According to experts, the longer money is invested, the more it increases. If someone invests Rs 12,500 per month (the maximum monthly investment allowed in PPF) and keeps the account open for 15 years, they will have earned nearly Rs 43 lakh at maturity, providing the interest rate maintains at 7.1 percent.
If the account is extended for another five years, the PPF account balance will be around Rs 73 lakh after investing Rs 1.5 lakh per year for 20 years at 7.1 percent (initial extension). If the investor continues to contribute Rs 1.5 lakh per year for another five years, the PPF account balance will be over Rs 1 crore after 25 years, provided interest remains constant at 7.1 percent during the investment period.
NPS:
If an investor spends Rs 12,500 per month or Rs 1.5 lakh per year (at the same rate as investor A) in NPS, it will take them approximately 13.5 years to build a corpus of Rs 1 crore. The NPS corpus will be Rs 1.67 crore after 25 years, compared to Rs 1.03 crore in PPF maturity value.

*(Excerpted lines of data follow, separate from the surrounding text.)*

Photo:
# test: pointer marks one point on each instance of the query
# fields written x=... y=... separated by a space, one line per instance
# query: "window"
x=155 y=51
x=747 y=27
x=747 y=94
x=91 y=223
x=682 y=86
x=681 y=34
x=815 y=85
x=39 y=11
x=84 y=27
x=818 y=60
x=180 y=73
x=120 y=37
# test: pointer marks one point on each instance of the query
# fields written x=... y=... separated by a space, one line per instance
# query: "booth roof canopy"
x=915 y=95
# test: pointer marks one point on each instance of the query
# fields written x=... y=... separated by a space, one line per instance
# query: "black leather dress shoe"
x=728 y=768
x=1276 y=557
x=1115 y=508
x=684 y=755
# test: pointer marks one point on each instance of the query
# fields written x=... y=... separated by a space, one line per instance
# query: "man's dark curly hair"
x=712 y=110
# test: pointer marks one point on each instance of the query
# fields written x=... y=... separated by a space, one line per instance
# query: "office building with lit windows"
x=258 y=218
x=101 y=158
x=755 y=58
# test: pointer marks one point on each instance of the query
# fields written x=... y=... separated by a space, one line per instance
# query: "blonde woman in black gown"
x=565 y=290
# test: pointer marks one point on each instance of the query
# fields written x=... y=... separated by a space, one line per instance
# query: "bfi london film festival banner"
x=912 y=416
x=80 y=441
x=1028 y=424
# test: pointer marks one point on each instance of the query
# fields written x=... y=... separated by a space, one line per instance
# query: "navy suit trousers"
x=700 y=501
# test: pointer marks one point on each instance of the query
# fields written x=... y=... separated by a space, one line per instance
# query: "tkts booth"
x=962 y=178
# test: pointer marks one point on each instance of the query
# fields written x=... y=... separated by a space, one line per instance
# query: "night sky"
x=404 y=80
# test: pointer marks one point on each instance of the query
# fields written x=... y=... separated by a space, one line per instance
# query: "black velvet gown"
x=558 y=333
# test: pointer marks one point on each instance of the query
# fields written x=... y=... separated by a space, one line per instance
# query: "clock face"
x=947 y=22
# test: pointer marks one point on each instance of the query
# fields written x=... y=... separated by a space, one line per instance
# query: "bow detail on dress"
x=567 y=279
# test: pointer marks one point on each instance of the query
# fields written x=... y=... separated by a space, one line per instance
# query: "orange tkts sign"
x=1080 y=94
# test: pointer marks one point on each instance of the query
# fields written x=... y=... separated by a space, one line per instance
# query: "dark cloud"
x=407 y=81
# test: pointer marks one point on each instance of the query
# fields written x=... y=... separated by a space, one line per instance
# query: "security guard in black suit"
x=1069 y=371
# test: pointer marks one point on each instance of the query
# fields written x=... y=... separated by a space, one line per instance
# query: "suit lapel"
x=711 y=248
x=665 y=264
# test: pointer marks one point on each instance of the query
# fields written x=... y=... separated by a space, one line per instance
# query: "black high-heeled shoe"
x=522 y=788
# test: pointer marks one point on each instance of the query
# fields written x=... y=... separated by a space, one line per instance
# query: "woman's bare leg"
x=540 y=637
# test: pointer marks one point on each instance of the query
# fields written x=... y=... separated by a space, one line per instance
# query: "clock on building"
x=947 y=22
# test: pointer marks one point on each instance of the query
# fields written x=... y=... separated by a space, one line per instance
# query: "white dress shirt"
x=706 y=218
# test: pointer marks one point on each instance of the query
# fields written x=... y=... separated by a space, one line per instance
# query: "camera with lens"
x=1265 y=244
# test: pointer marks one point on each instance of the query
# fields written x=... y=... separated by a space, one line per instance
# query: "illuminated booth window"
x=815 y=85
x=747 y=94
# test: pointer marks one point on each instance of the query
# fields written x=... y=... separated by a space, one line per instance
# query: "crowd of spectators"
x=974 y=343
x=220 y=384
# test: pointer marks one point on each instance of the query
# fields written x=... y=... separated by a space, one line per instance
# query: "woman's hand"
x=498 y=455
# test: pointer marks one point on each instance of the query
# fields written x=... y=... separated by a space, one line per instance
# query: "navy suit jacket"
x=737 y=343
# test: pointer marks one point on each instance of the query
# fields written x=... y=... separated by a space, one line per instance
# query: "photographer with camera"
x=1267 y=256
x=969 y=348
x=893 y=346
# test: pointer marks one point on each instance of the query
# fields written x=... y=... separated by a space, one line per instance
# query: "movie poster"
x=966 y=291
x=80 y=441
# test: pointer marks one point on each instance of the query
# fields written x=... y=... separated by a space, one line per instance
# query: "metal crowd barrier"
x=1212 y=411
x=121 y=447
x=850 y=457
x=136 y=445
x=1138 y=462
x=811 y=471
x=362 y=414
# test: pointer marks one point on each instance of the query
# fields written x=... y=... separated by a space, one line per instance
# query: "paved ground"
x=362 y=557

It's worth noting, however, that in the case of NPS, the maturity payment is paid after superannuation or at the age of 60. In addition, PPF offers income tax benefits of up to Rs 1.5 lakh every financial year, as well as tax exemption on interest generated on the investment amount and the final maturity amount, which are not accessible in NPS. Another disadvantage of NPS is that at least 40% of the maturity value must be converted into annuities.